DESCRIPTION OF THE PREFERRED EMBODIMENTS
[0037] Embodiments of the present invention will be described below
in connection with the accompanying drawings.
[0038] (Embodiment 1)
[0039] FIG. 5 shows a cross sectional view showing the schematic
arrangement of an image forming apparatus in which a discharge wire
and an electrification device based on the present invention are
preferably used. A surface of an image carrier 110 is uniformly
electrified on the surface thereof by a primary electrification
device 111 and irradiated with an image exposing light 112 so that
an electrostatic latent image is formed on the surface thereof. The
electrostatic latent image is developed by a developing unit 113
and made to make a toner image.
[0040] In the developing unit 113, a toner carrier (not shown),
which carries toner in a predetermined coating thickness, comes
into contact with the image carrier 110 while rotating to thereby
develop the electrostatic latent image as a toner image. The toner
image formed on the surface of the image carrier 110 is transferred
onto a member to be transferred 115 as a sheet member, to which an
electrical charge having a polarity opposite to that of the toner
is applied by a transfer electrification device 114, by
electrostatic absorbing force at a transfer position held between
the transfer electrification device 114 and the image carrier
110.
[0041] The remaining toner, which is not perfectly transferred onto
the member to be transferred 115 at the transfer position, is
removed from the surface of the image carrier 110 by a cleaner 116,
and the image carrier 110 is prepared for the next image
formation.
[0042] The member to be transferred 115, onto which the toner image
has been transferred at the transfer position, is separated from
the image carrier 110 in such a manner that the transfer electric
charge, which has been applied thereto by the transfer
electrification device 114, is partly removed by a separation
electrification device 117. A discharge voltage having a polarity
opposite to that of the transfer electrification and discharge
voltage being an alternating voltage are often used in the
separation electrification device 117.
[0043] FIG. 4 is a perspective view of the electrification device
of an embodiment of the invention. The electrification device can
be used as the primary electrification device of an image forming
apparatus as described in the related art, although it is not
restricted to such an apparatus.
[0044] When the primary electrification device is mounted in the
image forming apparatus, the lower portion thereof confronts an
image carrier in FIG. 4 so that the image carrier can be uniformly
electrified.
[0045] In FIG. 4, numeral 2 denotes a discharge wire and numeral 15
denotes a shield plate acting as a confronting electrode as an
electrode member. Note that FIG. 4 is a view showing a state in
which the detachable shield plate 15 is removed. The discharge wire
2 is stretched by a discharge wire stretch pin 18 and a discharge
wire stretch spring 19 with predetermined tensile strength so that
it is in parallel with the surface of an image carrier (not shown).
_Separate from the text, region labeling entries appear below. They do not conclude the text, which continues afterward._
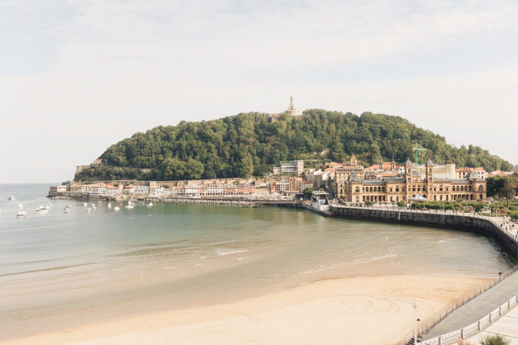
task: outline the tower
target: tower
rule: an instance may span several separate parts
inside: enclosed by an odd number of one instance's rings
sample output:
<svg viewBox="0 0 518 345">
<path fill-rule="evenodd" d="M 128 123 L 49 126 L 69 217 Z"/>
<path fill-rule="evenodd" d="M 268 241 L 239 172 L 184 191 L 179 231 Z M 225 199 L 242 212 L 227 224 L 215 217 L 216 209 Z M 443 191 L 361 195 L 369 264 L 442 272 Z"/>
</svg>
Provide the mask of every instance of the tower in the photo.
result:
<svg viewBox="0 0 518 345">
<path fill-rule="evenodd" d="M 353 154 L 353 155 L 351 156 L 350 163 L 352 166 L 358 165 L 358 161 L 356 160 L 356 156 L 354 155 L 354 154 Z"/>
<path fill-rule="evenodd" d="M 431 196 L 434 190 L 434 162 L 431 159 L 428 159 L 425 166 L 426 170 L 426 188 L 428 189 L 428 194 L 427 196 L 431 200 Z"/>
<path fill-rule="evenodd" d="M 412 191 L 412 168 L 413 166 L 412 165 L 412 162 L 410 161 L 410 159 L 407 159 L 407 162 L 405 163 L 405 178 L 406 180 L 407 183 L 407 198 L 406 200 L 408 201 L 410 198 L 412 197 L 412 194 L 410 193 Z"/>
</svg>

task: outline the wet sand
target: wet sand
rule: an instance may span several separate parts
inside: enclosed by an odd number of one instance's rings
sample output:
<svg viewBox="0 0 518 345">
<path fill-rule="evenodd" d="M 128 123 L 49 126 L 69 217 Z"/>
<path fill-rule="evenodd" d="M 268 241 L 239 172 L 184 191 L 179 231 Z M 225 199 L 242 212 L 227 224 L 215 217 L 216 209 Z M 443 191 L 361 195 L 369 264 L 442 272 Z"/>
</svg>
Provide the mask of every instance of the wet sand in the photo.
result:
<svg viewBox="0 0 518 345">
<path fill-rule="evenodd" d="M 412 329 L 413 302 L 426 322 L 488 280 L 390 275 L 321 280 L 230 304 L 150 313 L 0 343 L 397 344 Z"/>
</svg>

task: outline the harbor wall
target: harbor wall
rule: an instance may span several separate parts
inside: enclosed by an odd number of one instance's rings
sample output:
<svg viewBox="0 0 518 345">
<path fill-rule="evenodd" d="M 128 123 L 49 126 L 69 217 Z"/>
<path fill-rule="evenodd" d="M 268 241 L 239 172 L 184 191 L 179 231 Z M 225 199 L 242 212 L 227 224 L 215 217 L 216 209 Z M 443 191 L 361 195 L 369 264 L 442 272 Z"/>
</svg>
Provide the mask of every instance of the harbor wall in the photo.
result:
<svg viewBox="0 0 518 345">
<path fill-rule="evenodd" d="M 500 227 L 485 218 L 473 215 L 427 213 L 331 206 L 329 211 L 336 217 L 388 222 L 425 227 L 435 227 L 470 231 L 492 238 L 515 261 L 518 261 L 518 245 Z M 472 215 L 473 214 L 471 214 Z"/>
</svg>

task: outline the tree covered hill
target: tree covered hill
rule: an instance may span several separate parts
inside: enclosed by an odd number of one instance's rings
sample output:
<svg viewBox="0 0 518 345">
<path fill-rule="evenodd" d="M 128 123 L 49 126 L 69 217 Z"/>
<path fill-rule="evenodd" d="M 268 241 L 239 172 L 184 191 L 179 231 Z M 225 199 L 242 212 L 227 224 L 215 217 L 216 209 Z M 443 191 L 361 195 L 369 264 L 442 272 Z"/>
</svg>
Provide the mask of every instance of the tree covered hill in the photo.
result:
<svg viewBox="0 0 518 345">
<path fill-rule="evenodd" d="M 418 143 L 421 161 L 509 171 L 509 162 L 478 146 L 456 148 L 445 138 L 399 116 L 310 109 L 303 116 L 239 114 L 201 122 L 182 121 L 136 133 L 112 145 L 76 181 L 138 178 L 195 179 L 260 176 L 281 160 L 341 162 L 353 153 L 359 163 L 404 162 Z M 146 168 L 143 170 L 142 168 Z"/>
</svg>

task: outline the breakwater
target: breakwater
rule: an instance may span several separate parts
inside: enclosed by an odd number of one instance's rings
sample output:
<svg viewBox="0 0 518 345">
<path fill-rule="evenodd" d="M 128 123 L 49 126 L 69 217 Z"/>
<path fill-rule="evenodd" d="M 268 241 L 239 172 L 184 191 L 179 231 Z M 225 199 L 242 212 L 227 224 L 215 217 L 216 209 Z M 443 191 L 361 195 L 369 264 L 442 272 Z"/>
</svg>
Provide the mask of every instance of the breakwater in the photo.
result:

A high voltage is imposed on the discharge wire 2 through a high
voltage power supply (not shown) and controller (not shown) so that
the discharge wire performs corona discharge at predetermined
timing while an image being formed.
[0046] Numeral 30 denotes a discharge wire cleaning member for
polishing and removing pollutants deposited on the surface of the
discharge wire 2. The discharge wire cleaning member 30 is
supported by a cleaning member support member 40. A cleaning member
moving screw 21, which is rotated by a cleaning member drive motor
22, and the cleaning member support member 40 are arranged such
that they have a relationship of a male screw and a
compatibly-threaded borehole. The rotation of the cleaning member
drive motor 22 permits the discharge wire cleaning member 30 to
reciprocate between electrification blocks 10 and 11.
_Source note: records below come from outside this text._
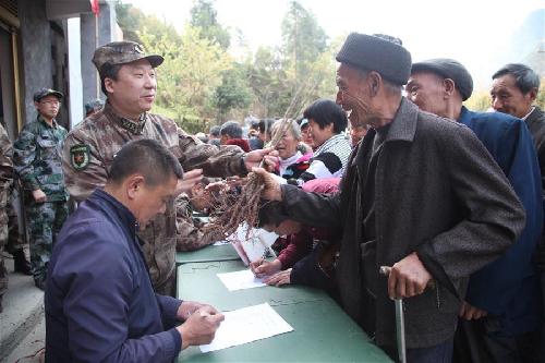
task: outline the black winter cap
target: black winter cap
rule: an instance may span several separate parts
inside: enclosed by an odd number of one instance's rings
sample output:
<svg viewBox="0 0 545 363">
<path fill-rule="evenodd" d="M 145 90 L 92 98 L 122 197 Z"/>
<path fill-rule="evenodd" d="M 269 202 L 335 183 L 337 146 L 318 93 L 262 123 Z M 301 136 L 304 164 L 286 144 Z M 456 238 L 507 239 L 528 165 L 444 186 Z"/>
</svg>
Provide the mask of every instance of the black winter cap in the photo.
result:
<svg viewBox="0 0 545 363">
<path fill-rule="evenodd" d="M 352 33 L 336 59 L 359 69 L 376 71 L 398 85 L 407 84 L 411 75 L 411 53 L 401 46 L 401 40 L 386 35 Z"/>
<path fill-rule="evenodd" d="M 465 66 L 453 59 L 428 59 L 412 65 L 411 73 L 422 71 L 429 71 L 441 77 L 455 81 L 455 87 L 462 96 L 462 100 L 470 98 L 473 93 L 473 78 L 471 77 L 470 72 L 468 72 Z"/>
</svg>

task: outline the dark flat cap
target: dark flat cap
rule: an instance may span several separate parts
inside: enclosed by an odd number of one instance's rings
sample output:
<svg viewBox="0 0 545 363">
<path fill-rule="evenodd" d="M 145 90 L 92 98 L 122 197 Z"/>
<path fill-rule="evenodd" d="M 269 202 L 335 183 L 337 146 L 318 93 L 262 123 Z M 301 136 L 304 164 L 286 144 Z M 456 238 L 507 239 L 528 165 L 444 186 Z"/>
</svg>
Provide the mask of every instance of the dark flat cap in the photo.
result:
<svg viewBox="0 0 545 363">
<path fill-rule="evenodd" d="M 55 90 L 51 88 L 40 88 L 34 93 L 34 100 L 36 102 L 39 102 L 39 100 L 41 98 L 47 97 L 47 96 L 55 96 L 55 97 L 59 98 L 59 100 L 62 99 L 62 97 L 64 97 L 64 95 L 58 90 Z"/>
<path fill-rule="evenodd" d="M 428 59 L 423 62 L 417 62 L 412 65 L 411 73 L 428 71 L 441 77 L 455 81 L 455 87 L 462 96 L 462 100 L 467 100 L 473 93 L 473 78 L 470 72 L 460 62 L 448 58 Z"/>
<path fill-rule="evenodd" d="M 411 74 L 411 53 L 391 36 L 352 33 L 336 59 L 359 69 L 376 71 L 398 85 L 407 84 Z"/>
<path fill-rule="evenodd" d="M 100 72 L 105 64 L 126 64 L 144 58 L 153 68 L 160 65 L 165 60 L 159 55 L 146 55 L 144 48 L 135 41 L 112 41 L 95 50 L 93 63 Z"/>
</svg>

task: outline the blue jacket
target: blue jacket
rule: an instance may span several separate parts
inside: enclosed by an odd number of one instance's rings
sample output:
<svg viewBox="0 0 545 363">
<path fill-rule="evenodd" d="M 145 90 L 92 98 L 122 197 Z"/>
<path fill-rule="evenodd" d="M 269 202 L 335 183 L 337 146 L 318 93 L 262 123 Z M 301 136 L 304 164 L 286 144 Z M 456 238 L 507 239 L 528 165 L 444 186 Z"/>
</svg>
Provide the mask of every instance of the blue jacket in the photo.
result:
<svg viewBox="0 0 545 363">
<path fill-rule="evenodd" d="M 540 279 L 533 253 L 543 225 L 541 172 L 532 135 L 524 121 L 499 112 L 472 112 L 462 107 L 459 122 L 486 146 L 509 179 L 526 213 L 526 227 L 507 253 L 473 274 L 465 300 L 499 316 L 500 332 L 535 330 L 543 315 Z"/>
<path fill-rule="evenodd" d="M 173 327 L 181 301 L 154 293 L 136 228 L 133 214 L 100 190 L 66 220 L 48 269 L 48 362 L 178 356 L 181 336 Z"/>
</svg>

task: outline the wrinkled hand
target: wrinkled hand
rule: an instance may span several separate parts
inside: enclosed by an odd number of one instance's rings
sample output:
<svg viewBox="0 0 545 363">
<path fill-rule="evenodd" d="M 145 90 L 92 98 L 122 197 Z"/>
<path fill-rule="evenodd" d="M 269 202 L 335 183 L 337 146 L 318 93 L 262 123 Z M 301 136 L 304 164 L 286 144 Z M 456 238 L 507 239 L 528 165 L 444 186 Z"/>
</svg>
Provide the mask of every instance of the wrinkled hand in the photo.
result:
<svg viewBox="0 0 545 363">
<path fill-rule="evenodd" d="M 388 276 L 388 295 L 390 299 L 419 295 L 424 292 L 431 279 L 432 275 L 413 252 L 391 266 Z"/>
<path fill-rule="evenodd" d="M 282 269 L 282 263 L 278 258 L 276 258 L 272 262 L 259 258 L 251 263 L 250 268 L 252 269 L 252 273 L 254 273 L 256 277 L 264 277 L 276 274 L 280 269 Z"/>
<path fill-rule="evenodd" d="M 268 201 L 281 201 L 282 192 L 280 190 L 280 183 L 275 179 L 275 177 L 267 172 L 263 168 L 253 168 L 253 172 L 259 174 L 265 180 L 265 187 L 262 191 L 262 198 Z"/>
<path fill-rule="evenodd" d="M 178 312 L 175 314 L 175 317 L 179 320 L 186 320 L 191 314 L 199 310 L 201 307 L 205 306 L 206 304 L 196 302 L 196 301 L 183 301 L 182 304 L 178 307 Z"/>
<path fill-rule="evenodd" d="M 189 346 L 208 344 L 225 318 L 223 314 L 209 305 L 191 314 L 185 323 L 177 327 L 182 336 L 182 349 Z"/>
<path fill-rule="evenodd" d="M 267 168 L 274 168 L 278 162 L 278 152 L 268 147 L 250 152 L 246 156 L 244 156 L 244 164 L 246 165 L 247 170 L 258 167 L 262 160 L 264 160 L 264 165 Z"/>
<path fill-rule="evenodd" d="M 203 169 L 193 169 L 183 173 L 183 179 L 178 179 L 175 185 L 175 195 L 189 192 L 193 185 L 201 182 L 203 179 Z"/>
<path fill-rule="evenodd" d="M 47 201 L 47 195 L 40 189 L 33 191 L 34 202 L 44 203 Z"/>
<path fill-rule="evenodd" d="M 266 278 L 265 283 L 274 285 L 276 287 L 282 285 L 290 285 L 291 283 L 290 276 L 291 276 L 291 268 L 288 268 L 284 269 L 283 271 L 272 275 L 271 277 Z"/>
<path fill-rule="evenodd" d="M 460 317 L 465 319 L 465 320 L 476 320 L 482 317 L 485 317 L 488 315 L 487 312 L 484 310 L 481 310 L 479 307 L 475 307 L 473 305 L 470 305 L 468 302 L 462 302 L 462 307 L 460 307 Z"/>
</svg>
[0047] The cleaning member drive motor 22 is controlled such that
the discharge wire cleaning member 30 makes a reciprocating motion
once at predetermined intervals based on the number of times images
have been formed by the image forming apparatus. Further, the
discharge wire cleaning member 30 and the cleaning member support
member 40 are controlled so as to be located in the vicinity of the
electrification block 10 or 11 while an image is formed by the
image forming apparatus so that they do not prevent uniform
electrification of the image carrier.
[0048] FIG. 1 shows a sectional view of a discharge wire having an
oxidized layer as the discharge wire 2 of the embodiment of the
invention. The discharge wire 2 is a tungsten wire having the
oxidized layer made by oxidizing only the surface of a white
tungsten wire having a diameter of 60 .mu.m in an atmosphere
containing oxygen at 550.degree. C. (which may be in the range of
400 to 600.degree. C.). Numeral 2a denotes the oxidized layer
composed of tungsten oxide, and numeral 2b denotes the base layer
of white tungsten.
[0049] The thus formed oxidized layer has a thickness of about 0.05
.mu.m and it is within the range of 0.01 to 0.3 .mu.m even if the
variation of processes is taken into consideration.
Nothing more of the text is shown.